Today’s battery packs are designed with fast charging capability. For example the powertrain of the BMW i3 is rated at 125 kW peak power and 75 kW continuous power while fast charging is done at 50 kW.

Battery life

The battery pack of a car is never used 100%. The usable capacity of the 21.6 kWh i3 battery pack is around 19 kWh. The reserve of 2.6 kWh is used to ‘cushion’ the impact of charging and discharging. The battery pack automatically cycles between around 5% and 95% of the battery pack. All of this is handled by the Battery Management System (BMS) and completely hidden from the driver.

There are many factors influencing battery life including heat, battery age, duration of keeping a battery fully charged and number of charge – discharge cycles. Research shows that exclusive use of fast chargers hardly affects battery life when tested with the Nissan Leaf MY2012. And other research indicates that fast charging might actually be better for battery life. As a general rule, a battery will last longer when its size increases because fewer charge – discharge cycles are needed for the same mileage.

Charge speed

During fast charging there is continuous communication between the BMS and the fast charger. The BMS instructs the fast charger to set the charging speed. This speed is usually expressed in kilowatts (kW). Charging a car for 1 hour at 50 kW puts 50 kWh into the battery pack. On average an electric car uses 1 kWh to drive 5 km. Tesla also expresses the charge speed in km/hour. So 50 kW equals about 250 km/hour (‘250 km of range charged in 1 hour’).

P = V * I

Power (expressed in Watts) is the product of voltage (Volts) and current (Amps). When charging at 50 kW this is typically done at 400 V and 125 A (400 * 125 = 50.000 W = 50 kW). Note that this means that the charge speed is influenced by both the voltage and the current.

You can compare charging electricity with running water from a tap. Think of voltage (V) as the water pressure and current (A) as the size of the tap. If you increase the pressure more water will flow, and the same is true when increasing the size of the tap.

The voltage is a characteristic of a battery. Most car battery packs today operate at around 400 V when fully charged. But when a battery pack is not fully charged, the voltage will be lower e.g. 325 V. Voltage will gradually increase while charging, so this has a positive effect on the effective charge speed (see the blue line in the graph below showing a fast charge session of a 30 kWh Nissan Leaf).

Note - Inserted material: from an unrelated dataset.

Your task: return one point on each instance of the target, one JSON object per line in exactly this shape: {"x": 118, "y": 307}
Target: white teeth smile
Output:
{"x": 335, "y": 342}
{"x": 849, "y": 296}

The current can be increased or decreased by the fast charger based on data received from the BMS (see yellow line in the graph below). Most fast chargers can provide a maximum current of 125 A, but Tesla superchargers and the upcoming 150 kW CCS chargers can provide more than 300 A.

Nissan Leaf Charge Graph

0-90% charge of a 30 kWh Nissan Leaf

What influences charge speed?

Now let’s take a look at the factors that have an effect on the charge speed other than voltage. There are four main aspects:

Battery pack capacity. In general, a larger battery pack can be charged quicker. So a Tesla Model S with a large 90 kWh battery can be charged quicker than a BMW i3 with a 21 kWh battery. This is also the main reason why most plug-in hybrid electric vehicles (PHEVs) cannot fast charge: their battery packs are simply too small. Most PHEV manufacturers do not include the additional hardware (e.g. extra inlet and wiring) in the car.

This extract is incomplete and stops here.